Editorial


Costoso capricho
12 de Abril de 2016


Mientras aplaza, generando sobrecostos inconmensurables, desconfianzas y traumas, el actual Gobierno lanza globos, sin sustento documental o t閏nico, sobre dificultades financieras.

Como escasos proyectos en Antioquia, Parques del Río es un sueño construido y perfeccionado por la ciudadanía, refrendado en decisiones propias o de sus representantes, y ratificado en la Sociedad Parques del Río, en que participan EPM, el Metro e ISA. La obra tiene origen en estudios de los años cuarenta, renovados en los años noventa y afianzados en el proyecto que la ciudad aprobó tras discusiones en escenarios electorales, de planificación del desarrollo y de control político y ciudadano. 

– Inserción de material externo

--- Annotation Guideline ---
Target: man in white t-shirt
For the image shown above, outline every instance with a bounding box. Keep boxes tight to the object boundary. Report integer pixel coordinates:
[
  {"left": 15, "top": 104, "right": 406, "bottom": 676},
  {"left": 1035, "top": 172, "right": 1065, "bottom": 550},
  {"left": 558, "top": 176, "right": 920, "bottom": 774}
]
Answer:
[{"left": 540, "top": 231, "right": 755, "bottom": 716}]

Parques del Río es respuesta integral a graves problemas del Valle de Aburrá. La carencia de espacios públicos con potencial integrador, definida como causa de inequidad y violencias, será paliada con la generación de 350.000 m2 de espacios comunes, cifra comparable con la lograda por Madrid, Santiago de Chile o Seúl gracias a proyectos semejantes. La explosiva urbanización de las laderas, con enormes costos ambientales, sociales y riesgos para la seguridad física, será enfrentada con los proyectos de renovación urbana impulsados desde el POT y que tienen como eje las posibilidades de los nuevos parques como puntos de encuentro urbano. Y el crimen ambiental con el río y sus quebradas, consecuencia de la urbanización, se resarce con un proyecto que los convierte en ejes de la gestión pública de los espacios, la movilidad y la urbanización integradora. 


El reconocimiento de las necesidades y de una propuesta dejada a medio camino a pesar de tener respaldo en la opinión calificada, inspiraron al equipo de Aníbal Gaviria a presentar el proyecto de transformación del río como un gran parque central del valle de Aburrá como una iniciativa que la ciudad debe realizar en el largo plazo. Desde la campaña a la Alcaldía, comenzaron los procesos de concepción, concertación, planificación y estructuración social, técnica y financiera, que permitieron diseñar las distintas etapas de construcción de la obra, gestión del paisajismo, y pedagogía social a fin de que los ciudadanos comprendan que ella, como en su momento lo hizo el Metro, invita a habitar la ciudad como lugar sin barreras ni rupturas, en el que todos los habitantes compartimos sus beneficios y convivimos como iguales en el espacio público. Dado que es una obra para todos, así traiga importantes beneficios económicos a los propietarios vecinos, se tomaron decisiones, aún discutibles, como la de no imponer contribución de valorización para cofinanciar el proyecto. Fruto de una cuidadosa planificación y del estricto seguimiento del alcalde, el vicealcalde y los secretarios y directores responsables, Parques del Río cerró el 2015 con cumplimiento pleno de sus metas financieras, técnicas y de cronograma, y con ahorros en recursos y tiempos suficientes para, como se hizo el 28 de diciembre, suscribir el contrato para la construcción de la segunda etapa. La meticulosa evaluación al proyecto demostró, hace poco más de tres meses, la viabilidad de entregar el tramo 1A en abril, iniciando obras del tramo 1B en mayo. 


Desde el pasado enero, Parques del Río enfrenta un intencionado frenazo que los vecinos a la obra sienten en el cronograma, pues las obras físicas y de paisajismo que debieran estar listas al final de esta semana se han aplazado, sin justificación confiable. La actual líder del proyecto, secretaria Luz Marina López Orozco, señaló a EL MUNDO que algunas decisiones sobre el soterrado “hace que nos extendamos hasta finales de junio para recibir el proyecto”. A la fecha no se conocen avances en la gestión cultural y social, necesaria para que el proyecto sea habitado por ciudadanos en ejercicio de sus potencialidades. Sobre el tramo 1B, el alcalde Gutiérrez indicó que sólo iniciaría en agosto, tres meses después de lo pactado en el contrato, para el que rigen todas las condiciones de todo documento legal de este tipo. Mientras aplaza, generando sobrecostos inconmensurables, desconfianzas y traumas, el actual Gobierno lanza globos, sin sustento documental o técnico, sobre dificultades financieras. Con ellos eleva la proclama particular de que la obra “no es prioridad”, posición del gobernante que se afianza en los titubeos de la ciudadanía, la falta de control de los concejales sobre decisiones que los comprometen y el complaciente silencio de los miembros de la Sociedad Parques del Río, en especial de quienes pueden reclamar que su inversión no sea puesta en riesgo: el Metro e ISA, dado que no es posible contar con la independencia de EPM.